Relais des vignerons

La région du Beaujolais

Sur 55 Km du sud au nord, le vignoble beaujolais est enserré entre Lyon et Mâcon. Appuyé à l’ouest sur les derniers contreforts du Massif central, il glisse, à l’est, sur la plaine de la Saône. De fait, ce vignoble de coteaux forme un tapis serré dont les teintes varient au gré des saisons. Accrochés aux pentes douces, les ceps ne sont jamais cultivés en plaine pour ne rien perdre de l’excellent ensoleillement et de la luminosité que procure leur exposition, tout en profitant de sols de qualité.

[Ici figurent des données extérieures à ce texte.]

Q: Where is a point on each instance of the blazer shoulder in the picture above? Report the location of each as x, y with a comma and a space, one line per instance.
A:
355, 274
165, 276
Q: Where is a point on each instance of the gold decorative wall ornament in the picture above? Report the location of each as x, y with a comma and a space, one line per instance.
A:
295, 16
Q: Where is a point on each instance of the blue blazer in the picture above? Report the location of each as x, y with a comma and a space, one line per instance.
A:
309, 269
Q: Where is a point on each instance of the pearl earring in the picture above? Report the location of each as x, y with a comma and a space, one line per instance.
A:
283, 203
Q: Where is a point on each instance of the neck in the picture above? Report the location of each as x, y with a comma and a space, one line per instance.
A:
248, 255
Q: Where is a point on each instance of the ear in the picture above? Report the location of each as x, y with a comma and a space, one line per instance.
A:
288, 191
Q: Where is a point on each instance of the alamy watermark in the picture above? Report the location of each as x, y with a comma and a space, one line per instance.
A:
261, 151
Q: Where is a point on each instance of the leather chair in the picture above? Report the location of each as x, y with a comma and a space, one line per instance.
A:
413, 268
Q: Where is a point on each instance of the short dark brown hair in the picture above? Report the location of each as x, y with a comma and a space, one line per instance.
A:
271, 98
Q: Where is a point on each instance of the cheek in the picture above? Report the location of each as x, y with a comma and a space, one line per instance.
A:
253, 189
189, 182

Orientés globalement du nord-est au sud-ouest, les rangs de vigne couvrent les monts du Beaujolais à une altitude moyenne de 300 m, sous des sommets qui culminent à 1 000 m. Influencée par cette topographie où l’eau abonde, la viticulture beaujolaise répond surtout de caractéristiques géologiques singulières : des terrains argilo-calcaires et gréseux peu profonds au sud, des sols cristallins légers et acides sur les hauteurs et granitiques, au nord.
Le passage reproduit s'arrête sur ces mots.